The FT article proceeds stating that role play
is an excellent way to solve problems and the breakthroughs that come from role
play can be much more significant, wide-ranging and measurable.
Grenoble School of Management (GEM),
in France, is one of several business schools to offer deep experiential
education: an entire laboratory dedicated to executive role play. Its Serious
Games department encourages participants to solve specific management problems
“in a playful way” — with simulations, virtual reality and even board games.
Since 2013, GEM has been developing and using
its own Serious Games. The School regularly uses Serious Games with
undergraduate and continuing education students.
Hélène Michel, the school’s senior professor of
Serious Games, says the aim is to find ways to engage jaded executives in
complicated, perhaps even boring, tasks.”
Hélène specialized in innovation management and
started working on Serious Games in 2003. She runs seminars on innovation
management using games to enhance the innovation process. Ten years ago she
found that game was a great lever to empower people to innovate, having supported
the creation of more than 100 projects (products and services).

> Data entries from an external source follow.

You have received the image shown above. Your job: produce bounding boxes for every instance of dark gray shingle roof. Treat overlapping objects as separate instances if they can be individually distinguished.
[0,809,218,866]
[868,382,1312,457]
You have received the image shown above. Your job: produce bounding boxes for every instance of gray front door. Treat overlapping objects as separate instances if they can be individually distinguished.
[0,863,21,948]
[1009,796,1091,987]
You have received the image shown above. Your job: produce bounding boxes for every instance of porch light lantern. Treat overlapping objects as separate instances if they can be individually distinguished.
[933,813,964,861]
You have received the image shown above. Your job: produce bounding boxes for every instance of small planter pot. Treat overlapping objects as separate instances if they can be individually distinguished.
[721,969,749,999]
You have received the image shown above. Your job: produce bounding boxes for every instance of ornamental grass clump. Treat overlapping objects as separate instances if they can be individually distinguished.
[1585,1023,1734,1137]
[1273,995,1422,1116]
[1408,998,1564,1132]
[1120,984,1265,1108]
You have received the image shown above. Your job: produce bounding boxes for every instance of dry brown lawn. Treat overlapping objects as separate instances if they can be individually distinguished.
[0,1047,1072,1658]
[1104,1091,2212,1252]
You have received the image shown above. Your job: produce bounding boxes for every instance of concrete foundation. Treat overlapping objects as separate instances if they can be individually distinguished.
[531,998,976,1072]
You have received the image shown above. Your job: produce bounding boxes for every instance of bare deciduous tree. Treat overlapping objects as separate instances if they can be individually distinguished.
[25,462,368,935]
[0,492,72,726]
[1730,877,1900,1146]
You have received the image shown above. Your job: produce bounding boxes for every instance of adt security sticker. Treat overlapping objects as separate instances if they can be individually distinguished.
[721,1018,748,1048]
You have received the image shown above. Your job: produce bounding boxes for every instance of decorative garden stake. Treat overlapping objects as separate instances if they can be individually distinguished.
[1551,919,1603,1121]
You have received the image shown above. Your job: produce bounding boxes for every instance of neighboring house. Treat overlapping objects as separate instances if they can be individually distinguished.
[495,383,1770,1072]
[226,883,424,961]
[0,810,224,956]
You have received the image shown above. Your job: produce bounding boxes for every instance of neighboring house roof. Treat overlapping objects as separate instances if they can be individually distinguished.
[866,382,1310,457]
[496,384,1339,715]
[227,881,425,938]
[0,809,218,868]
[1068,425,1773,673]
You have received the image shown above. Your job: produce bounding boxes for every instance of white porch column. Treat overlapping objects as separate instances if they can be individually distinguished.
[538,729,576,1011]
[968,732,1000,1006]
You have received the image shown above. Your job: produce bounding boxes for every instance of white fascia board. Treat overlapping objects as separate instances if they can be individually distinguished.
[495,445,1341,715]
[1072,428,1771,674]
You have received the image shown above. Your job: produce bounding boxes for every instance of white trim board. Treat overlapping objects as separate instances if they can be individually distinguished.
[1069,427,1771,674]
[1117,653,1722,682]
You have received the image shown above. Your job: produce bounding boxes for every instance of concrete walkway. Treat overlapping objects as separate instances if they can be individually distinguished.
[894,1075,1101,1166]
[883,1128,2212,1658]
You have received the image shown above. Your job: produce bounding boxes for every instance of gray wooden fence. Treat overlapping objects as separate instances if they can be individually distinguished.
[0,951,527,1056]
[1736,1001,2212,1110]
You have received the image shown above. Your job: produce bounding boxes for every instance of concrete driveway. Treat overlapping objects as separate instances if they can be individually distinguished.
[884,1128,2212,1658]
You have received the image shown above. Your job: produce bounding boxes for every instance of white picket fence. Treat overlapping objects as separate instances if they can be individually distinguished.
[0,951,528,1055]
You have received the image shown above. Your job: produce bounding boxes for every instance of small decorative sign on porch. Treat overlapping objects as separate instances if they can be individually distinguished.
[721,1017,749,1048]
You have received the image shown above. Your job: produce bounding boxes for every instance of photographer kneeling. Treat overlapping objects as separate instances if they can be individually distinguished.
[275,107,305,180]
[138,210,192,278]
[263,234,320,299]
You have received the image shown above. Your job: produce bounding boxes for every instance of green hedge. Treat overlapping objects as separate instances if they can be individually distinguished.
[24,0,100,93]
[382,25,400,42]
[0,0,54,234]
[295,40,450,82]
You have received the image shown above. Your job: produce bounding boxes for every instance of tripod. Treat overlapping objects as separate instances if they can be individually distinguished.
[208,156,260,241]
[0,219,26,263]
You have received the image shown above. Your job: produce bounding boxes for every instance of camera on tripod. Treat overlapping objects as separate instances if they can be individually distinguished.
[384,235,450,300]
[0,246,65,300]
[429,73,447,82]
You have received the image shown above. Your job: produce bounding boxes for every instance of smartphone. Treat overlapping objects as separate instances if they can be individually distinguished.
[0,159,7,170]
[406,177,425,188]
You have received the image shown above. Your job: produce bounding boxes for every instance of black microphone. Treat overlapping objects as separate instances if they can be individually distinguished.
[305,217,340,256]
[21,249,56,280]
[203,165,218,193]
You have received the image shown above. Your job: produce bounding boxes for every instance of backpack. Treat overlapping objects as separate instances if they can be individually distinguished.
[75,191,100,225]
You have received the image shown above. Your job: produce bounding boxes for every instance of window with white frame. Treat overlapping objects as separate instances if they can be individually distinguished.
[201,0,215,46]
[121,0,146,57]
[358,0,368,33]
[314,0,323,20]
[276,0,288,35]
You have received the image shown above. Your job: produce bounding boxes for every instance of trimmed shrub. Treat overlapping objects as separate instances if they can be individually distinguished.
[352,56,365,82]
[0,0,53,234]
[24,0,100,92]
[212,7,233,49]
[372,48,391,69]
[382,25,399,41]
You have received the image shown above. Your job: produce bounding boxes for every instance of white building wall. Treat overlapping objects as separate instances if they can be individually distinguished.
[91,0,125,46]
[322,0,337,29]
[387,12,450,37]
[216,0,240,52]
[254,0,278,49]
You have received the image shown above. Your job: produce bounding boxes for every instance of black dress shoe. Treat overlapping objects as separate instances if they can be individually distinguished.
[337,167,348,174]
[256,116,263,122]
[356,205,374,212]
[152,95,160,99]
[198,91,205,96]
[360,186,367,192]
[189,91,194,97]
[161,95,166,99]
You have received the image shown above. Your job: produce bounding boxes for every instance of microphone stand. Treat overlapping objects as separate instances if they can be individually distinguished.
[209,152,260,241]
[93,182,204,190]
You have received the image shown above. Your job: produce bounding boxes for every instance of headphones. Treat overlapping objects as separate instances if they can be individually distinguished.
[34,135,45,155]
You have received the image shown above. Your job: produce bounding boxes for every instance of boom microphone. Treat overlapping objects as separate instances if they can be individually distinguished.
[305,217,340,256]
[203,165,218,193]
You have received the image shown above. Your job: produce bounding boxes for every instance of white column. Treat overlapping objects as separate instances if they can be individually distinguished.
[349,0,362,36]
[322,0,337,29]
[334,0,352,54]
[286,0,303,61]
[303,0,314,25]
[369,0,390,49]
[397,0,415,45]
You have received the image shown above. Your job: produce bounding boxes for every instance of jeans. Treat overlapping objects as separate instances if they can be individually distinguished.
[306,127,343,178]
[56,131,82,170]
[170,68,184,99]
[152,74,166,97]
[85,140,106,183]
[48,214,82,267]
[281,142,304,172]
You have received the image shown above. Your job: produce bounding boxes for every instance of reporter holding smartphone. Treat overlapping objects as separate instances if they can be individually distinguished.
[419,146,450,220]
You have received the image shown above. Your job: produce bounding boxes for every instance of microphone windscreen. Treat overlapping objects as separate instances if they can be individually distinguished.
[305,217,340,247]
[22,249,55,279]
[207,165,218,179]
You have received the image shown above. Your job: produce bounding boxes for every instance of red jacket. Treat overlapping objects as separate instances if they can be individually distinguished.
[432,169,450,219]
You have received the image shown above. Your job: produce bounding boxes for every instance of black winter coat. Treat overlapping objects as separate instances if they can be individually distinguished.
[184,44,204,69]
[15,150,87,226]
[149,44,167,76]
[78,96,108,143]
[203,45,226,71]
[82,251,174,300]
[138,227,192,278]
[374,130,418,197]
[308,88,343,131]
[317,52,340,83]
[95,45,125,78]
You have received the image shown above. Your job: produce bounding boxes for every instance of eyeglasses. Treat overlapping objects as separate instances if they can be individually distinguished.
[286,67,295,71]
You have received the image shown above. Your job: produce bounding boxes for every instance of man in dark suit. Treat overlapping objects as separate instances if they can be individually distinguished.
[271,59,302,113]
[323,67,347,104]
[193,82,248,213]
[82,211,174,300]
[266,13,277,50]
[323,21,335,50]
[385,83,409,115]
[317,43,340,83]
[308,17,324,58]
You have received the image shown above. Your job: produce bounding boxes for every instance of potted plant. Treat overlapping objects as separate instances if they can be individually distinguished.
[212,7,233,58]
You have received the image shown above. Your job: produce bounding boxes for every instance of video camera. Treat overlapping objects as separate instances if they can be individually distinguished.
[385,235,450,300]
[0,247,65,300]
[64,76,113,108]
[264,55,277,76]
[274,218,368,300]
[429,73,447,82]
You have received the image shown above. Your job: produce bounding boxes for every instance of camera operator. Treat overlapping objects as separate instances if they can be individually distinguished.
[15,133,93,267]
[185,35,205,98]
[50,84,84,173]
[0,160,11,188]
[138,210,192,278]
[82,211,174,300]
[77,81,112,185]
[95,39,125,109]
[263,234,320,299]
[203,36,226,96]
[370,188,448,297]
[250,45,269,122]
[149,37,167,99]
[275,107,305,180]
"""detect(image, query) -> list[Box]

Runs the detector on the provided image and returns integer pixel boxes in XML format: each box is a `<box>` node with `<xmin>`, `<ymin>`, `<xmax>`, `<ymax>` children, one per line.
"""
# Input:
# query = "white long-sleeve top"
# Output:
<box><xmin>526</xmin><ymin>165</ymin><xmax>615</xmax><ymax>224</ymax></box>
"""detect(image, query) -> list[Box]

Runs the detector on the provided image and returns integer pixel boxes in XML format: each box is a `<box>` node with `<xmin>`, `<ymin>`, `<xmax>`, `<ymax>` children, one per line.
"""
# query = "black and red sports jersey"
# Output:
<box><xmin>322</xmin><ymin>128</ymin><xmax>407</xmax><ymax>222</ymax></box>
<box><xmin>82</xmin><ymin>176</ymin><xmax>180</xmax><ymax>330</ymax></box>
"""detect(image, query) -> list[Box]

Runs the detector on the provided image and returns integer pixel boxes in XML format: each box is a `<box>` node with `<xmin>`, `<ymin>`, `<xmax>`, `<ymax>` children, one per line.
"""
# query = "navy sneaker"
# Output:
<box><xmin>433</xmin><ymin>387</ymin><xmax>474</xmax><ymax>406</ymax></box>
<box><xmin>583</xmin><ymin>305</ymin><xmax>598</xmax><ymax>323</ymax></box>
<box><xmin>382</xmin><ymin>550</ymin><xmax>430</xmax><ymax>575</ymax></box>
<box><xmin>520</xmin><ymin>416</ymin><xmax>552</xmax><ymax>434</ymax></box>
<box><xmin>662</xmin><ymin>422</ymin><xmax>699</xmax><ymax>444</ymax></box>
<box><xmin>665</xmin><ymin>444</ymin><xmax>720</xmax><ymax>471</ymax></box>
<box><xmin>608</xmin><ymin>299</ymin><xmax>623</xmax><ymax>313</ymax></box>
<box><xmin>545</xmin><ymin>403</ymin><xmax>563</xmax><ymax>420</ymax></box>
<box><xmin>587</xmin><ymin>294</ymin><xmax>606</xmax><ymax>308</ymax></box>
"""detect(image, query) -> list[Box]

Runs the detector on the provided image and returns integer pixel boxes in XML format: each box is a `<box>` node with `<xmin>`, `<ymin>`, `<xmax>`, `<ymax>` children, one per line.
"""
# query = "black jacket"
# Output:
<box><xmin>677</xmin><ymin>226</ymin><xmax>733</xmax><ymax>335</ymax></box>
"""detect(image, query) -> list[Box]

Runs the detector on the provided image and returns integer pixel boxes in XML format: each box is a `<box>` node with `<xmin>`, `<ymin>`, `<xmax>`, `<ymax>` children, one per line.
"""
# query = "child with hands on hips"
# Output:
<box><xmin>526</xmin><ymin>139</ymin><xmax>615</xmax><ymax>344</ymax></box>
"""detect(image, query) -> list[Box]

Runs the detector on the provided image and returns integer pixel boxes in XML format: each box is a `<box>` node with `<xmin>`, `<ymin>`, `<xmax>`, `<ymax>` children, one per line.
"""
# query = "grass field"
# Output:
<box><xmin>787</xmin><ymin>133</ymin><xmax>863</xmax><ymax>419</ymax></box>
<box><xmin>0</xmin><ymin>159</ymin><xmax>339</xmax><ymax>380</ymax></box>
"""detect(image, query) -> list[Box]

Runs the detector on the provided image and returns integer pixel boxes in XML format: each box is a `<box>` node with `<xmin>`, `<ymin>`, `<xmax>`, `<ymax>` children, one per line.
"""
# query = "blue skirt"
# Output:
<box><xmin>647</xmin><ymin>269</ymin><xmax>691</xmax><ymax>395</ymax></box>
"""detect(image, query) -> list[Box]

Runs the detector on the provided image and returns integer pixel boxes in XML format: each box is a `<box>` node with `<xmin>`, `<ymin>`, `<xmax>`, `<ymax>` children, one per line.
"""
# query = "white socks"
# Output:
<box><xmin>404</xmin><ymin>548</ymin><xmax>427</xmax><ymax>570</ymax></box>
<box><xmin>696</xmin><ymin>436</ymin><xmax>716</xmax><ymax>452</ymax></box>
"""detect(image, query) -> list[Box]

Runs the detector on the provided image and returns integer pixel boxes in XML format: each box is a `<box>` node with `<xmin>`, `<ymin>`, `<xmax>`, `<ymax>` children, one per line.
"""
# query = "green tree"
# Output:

“Renault, for example, invented a game to
create better profiles of prospective customers in an effort to increase sales.
Disneyland Paris used the lab to help it crack
a similar problem. For its third-party travel agents, selling a one-off family
trip to the theme park was easy, but too many travelers saw it only as an
once-in-a-lifetime experience. In the safety of the laboratory, agents could
experiment with games that segmented the customer profiles. By asking families
questions about what they wanted to do when they got there, the agents were
able to customize holidays and, in turn, sell more to the same customers.
The model can even be applied to risk, says
Prof Michel. One example is changing risky behavior among employees. Michelin’s
human resources department invented a game to help it identify employees likely
to take the type of risks that could lead to regulatory fines.”